Monday, Dec. 14, 1953
New Play in Manhattan
Madam, Will You Walk was the last play written by the late Sidney Howard (They Knew What They Wanted, The Silver Cord). It was groomed for Broadway in 1939 but closed out of town. Last week it became the first play offered by the Phoenix Theater, a professional, well-heeled repertory group that, to avoid Broadway costs, will produce on lower Second Avenue. The stars this time are Jessica Tandy and Hume Cronyn.
The stars this time were also more propitious. Madam is a light philosophic fantasy, about equidistant between Saroyan and Thornton Wilder, yet with a flavor and philosophy of its own. It tells how, from a sense of guilt, Mary Doyle, the heiress daughter of "a Tammany grafter who died in Sing Sing," has turned recluse. Into her parlor steps persuasive Dr. Brightlee, whom the audience has no trouble identifying as the Devil. But this devil is for the most part on the side of the angels--on the side, at any rate, of the world's artists and individualists, of all who possess courage and resist conformity. Nor need they be potential Beethovens; he equally favors a hackie (Robert Emmett) who yearns to be a hoofer.

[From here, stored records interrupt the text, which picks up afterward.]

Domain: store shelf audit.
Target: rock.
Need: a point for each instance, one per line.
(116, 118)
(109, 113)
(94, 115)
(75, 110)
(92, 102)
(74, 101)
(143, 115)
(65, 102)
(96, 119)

With Dr. Brightlee for escort, Mary agrees to a night out--one that begins romantically in Central Park and ends up wildly in night court. The doctor himself becomes smitten with Mary, but the cloven hoof, in the end, proves no match for the youthful hoofer. Picking up after a slow start, the play has enough bright remarks and gay incidents, enough humor, novelty and point of view for a refreshingly pleasant evening. This is true despite the fact that--though Actress Tandy makes a winning Mary Doyle--Actor Cronyn lacks the regrettable charm and dash of the Devil.